The Fiery Furnaces
We waited like school children, scrutinizing the clock’s second hand, poised and ready to jump out of our chairs and play in the warm sun waiting outside. Packed tightly into Webster Hall, I hear an “ahhhhhh” as the stage backdrop—a black canopy with hundreds of tiny white Christmas lights—blinks to life and the audience is transported into the throes of a warm summer night. When the band hits the stage they waste no time picking up their instruments; story time begins. For the next fifty minutes, I, and everyone around me, smile, bobbing and weaving to sung sonnets about pirates, dogs, lost lockets, and honey bees, as indie music’s most precocious (real) siblings, The Fiery Furnaces, rock the house and claim stake of their playground.
Before we go any further, let it be known that I am not a card carrying member of the Furnace fan club. I’m still working through my feelings about Blueberry Boat. Ever since that first listen, every time I find myself engulfed in their enigmatic lyrics and catchy hooks they pull the carpet from beneath me and I find myself all tangled up. And all those Tommy comparisons are not only off base, they’re becoming obnoxious. The duo, Eleanor and Matt Friedberger, certainly have something to prove; approaching this show I hope to see something live that I have yet to find in their albums.
And they deliver.
Producing an engaging live show from a polished and well produced recorded product is never an easy task, especially when most of your new material clocks in around the eight minute mark. In answer to this predicament the band takes a novel approach to their live set: they play snippets of songs. And they don’t stop. Thirty plus songs are thrown at us like an ugly food fight, as songs start up, get cut off and sometimes show up again twenty five minutes later. It is a verbose stream of consciousness, like scraps of a person’s diary flashed across your face as fast paced animation.
Familiar sounding taser blips fly from the speakers and I instinctively grab for my Atari controller. It becomes clear that, as children, somebody was swapping these Friedberger kids’ Ritalin with Flintstones chewables—they rarely take a breath to bask in the school yard cheers. The Fiery Furnaces play at such sheer velocity, I almost expect their parents to yell from the rafters ordering them to cut the racket and get to bed. The sounds soar through peaks and valleys, but it is the voice of the Fiery Furnaces that carries this show.

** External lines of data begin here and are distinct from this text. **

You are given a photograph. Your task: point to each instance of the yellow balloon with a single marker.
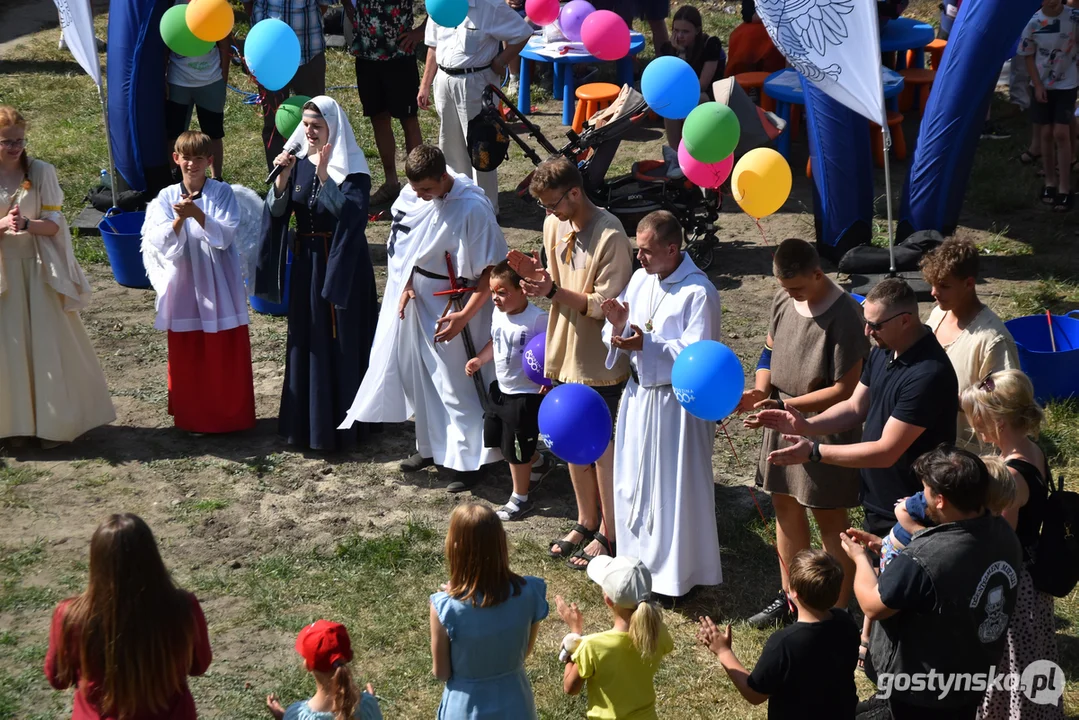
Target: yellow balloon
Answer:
(209, 19)
(761, 182)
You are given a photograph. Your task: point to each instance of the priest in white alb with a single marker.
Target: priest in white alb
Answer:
(442, 226)
(665, 493)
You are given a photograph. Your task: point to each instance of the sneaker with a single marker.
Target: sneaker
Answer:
(540, 471)
(415, 463)
(516, 510)
(463, 480)
(778, 612)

What can I say about Eleanor? Dressed in leather cowboy boots, a retro white summer shirt and a pair of jeans painted on her legs, she looms over this stage. Her hair hangs over her eyes and I am convinced she makes eye contact with nobody in particular. She sings with the conviction of a petulant girl pleading her innocence to her mother; a girl determined to be heard, if not understood. Her voice comes alive when she approaches the microphone, but she is all business. My friend compares her to a modern Grace Slick, but she never lets her voice float far from her grasp. She maintains her instrument with a control reminiscent of a Jeff Buckley. Not in terms of sound and certainly not in range, but in the ability to navigate her pitch through the wall of sound. Her band’s sound doesn’t require her voice to soar yet, but I am convinced she will only get better in time.
The touring band leaves the stage after forty five minutes and brother and sister are left alone. They play a couple new songs—“Teach Me, Sweetheart” and “I’m Waiting to Know You”—as Eleanor shyly admits these songs sound better with their grandmother, who has been reported as singing beside her kin on their next release.

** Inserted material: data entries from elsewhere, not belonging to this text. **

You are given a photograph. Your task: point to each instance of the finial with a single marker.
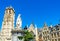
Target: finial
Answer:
(45, 24)
(51, 26)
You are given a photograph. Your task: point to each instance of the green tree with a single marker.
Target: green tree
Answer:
(27, 36)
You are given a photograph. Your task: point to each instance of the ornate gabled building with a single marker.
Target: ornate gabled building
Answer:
(7, 24)
(45, 33)
(10, 33)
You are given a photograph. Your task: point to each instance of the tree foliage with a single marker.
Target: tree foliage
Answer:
(27, 36)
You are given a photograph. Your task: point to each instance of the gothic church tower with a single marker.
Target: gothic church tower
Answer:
(8, 24)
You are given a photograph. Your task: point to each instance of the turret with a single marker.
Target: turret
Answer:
(19, 22)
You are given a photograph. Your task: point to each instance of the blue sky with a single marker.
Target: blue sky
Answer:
(38, 11)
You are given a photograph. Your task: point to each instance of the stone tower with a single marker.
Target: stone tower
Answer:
(36, 33)
(19, 22)
(8, 24)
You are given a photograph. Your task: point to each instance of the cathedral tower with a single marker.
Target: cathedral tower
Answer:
(8, 24)
(19, 22)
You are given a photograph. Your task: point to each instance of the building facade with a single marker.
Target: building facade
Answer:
(51, 33)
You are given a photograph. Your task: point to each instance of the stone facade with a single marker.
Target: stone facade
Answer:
(51, 33)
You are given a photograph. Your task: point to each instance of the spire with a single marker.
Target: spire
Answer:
(36, 31)
(51, 26)
(45, 25)
(19, 21)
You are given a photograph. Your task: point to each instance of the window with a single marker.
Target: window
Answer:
(55, 39)
(58, 34)
(59, 39)
(52, 39)
(54, 34)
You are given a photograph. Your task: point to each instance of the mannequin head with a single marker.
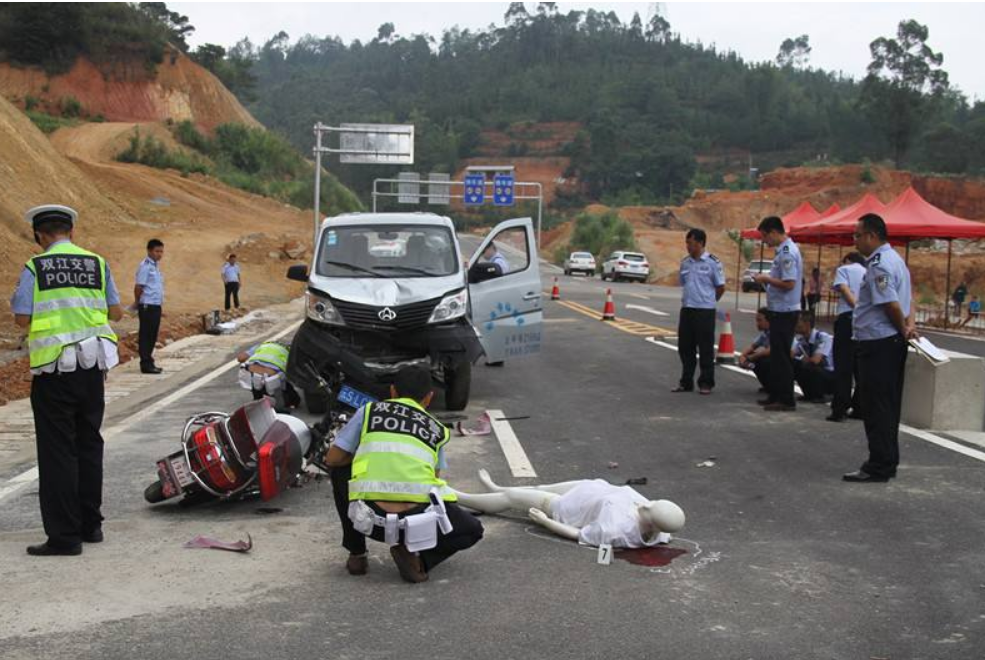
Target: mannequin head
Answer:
(662, 515)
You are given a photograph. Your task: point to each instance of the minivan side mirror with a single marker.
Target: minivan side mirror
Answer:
(298, 272)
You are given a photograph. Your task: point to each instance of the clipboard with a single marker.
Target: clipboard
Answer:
(928, 350)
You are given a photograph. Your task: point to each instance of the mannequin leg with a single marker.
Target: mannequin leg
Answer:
(559, 488)
(508, 498)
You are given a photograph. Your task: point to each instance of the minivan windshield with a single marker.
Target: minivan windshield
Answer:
(392, 250)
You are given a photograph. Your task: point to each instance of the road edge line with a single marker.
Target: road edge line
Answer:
(517, 459)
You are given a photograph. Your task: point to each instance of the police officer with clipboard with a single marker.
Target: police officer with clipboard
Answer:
(883, 323)
(703, 284)
(65, 298)
(784, 284)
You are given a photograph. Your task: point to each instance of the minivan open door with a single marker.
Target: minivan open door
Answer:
(507, 309)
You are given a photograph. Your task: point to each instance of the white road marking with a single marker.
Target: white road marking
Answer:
(644, 308)
(517, 458)
(916, 433)
(29, 476)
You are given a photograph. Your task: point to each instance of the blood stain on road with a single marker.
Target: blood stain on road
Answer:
(656, 556)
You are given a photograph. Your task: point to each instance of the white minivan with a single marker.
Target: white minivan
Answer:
(627, 266)
(386, 290)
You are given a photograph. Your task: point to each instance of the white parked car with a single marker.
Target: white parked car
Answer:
(580, 262)
(626, 265)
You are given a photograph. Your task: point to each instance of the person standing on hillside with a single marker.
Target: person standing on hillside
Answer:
(784, 285)
(848, 281)
(702, 285)
(232, 280)
(883, 323)
(148, 296)
(66, 297)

When newly renamed dios malos hits the stage as an opening act, few people are aware that they are the band rather than sound guys putting the finishing touches on the band’s gear. Dressed in sweatshirts and flannels, they are one of the more unassuming “rock bands” I have seen in a long time.

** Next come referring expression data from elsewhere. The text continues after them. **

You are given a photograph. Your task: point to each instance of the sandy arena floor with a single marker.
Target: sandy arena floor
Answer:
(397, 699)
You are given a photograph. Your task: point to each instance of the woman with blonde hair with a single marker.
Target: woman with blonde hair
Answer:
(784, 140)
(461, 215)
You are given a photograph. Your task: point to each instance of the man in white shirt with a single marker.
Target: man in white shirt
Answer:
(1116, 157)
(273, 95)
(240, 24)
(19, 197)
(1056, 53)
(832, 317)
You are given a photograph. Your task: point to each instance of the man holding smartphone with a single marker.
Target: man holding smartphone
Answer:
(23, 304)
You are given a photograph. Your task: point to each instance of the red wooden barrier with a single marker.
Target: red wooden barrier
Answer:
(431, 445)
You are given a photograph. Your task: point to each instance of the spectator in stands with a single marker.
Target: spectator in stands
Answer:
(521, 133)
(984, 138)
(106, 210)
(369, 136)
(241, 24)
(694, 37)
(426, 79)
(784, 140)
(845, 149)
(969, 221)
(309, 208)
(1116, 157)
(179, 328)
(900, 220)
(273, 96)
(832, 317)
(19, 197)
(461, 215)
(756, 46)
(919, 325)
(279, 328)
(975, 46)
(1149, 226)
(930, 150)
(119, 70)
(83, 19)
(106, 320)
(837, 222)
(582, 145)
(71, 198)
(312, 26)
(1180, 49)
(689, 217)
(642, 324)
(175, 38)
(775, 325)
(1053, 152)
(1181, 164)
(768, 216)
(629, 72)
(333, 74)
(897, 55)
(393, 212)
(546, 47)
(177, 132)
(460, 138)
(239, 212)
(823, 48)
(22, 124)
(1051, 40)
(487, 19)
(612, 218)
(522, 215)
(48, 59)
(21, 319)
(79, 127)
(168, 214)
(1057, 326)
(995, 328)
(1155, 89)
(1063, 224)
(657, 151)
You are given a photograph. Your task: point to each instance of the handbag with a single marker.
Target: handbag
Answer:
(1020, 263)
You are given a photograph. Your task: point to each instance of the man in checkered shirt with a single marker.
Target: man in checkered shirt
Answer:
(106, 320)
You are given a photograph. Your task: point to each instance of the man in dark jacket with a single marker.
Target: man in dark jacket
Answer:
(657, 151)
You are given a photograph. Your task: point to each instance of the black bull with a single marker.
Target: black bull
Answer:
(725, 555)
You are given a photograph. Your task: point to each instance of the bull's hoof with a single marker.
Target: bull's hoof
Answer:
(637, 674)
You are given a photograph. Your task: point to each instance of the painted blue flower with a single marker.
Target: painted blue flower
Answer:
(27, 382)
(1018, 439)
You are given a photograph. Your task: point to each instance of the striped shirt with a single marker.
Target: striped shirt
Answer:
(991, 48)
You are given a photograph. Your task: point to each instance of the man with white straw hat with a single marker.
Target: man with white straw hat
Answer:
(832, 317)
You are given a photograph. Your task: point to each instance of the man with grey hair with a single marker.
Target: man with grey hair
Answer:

They are talkative throughout their set, asking fans to hang out with them after the show and buy them some drinks at a nearby watering hole. They play a beautiful set of California-style, sullen, power pop; old fans seem pleased and new ones are anointed. When lead singer Joel Morales launches into the beautiful “Nobody’s Perfect”, he takes the liberty to swig off his Budwesier and skip an entire verse, but nobody’s perfect, and besides, no one seems to mind. The band covers this intentional miscue with a beautiful guitar driven bridge and Morales smiles, playing to his audience.
When he pours some of his beer into his palm and begins to slick back his hair, I have had enough. “Who does this guy think he is?”, I ask myself, and I am reminded why I hate musicians—because I’ve always wanted to be one.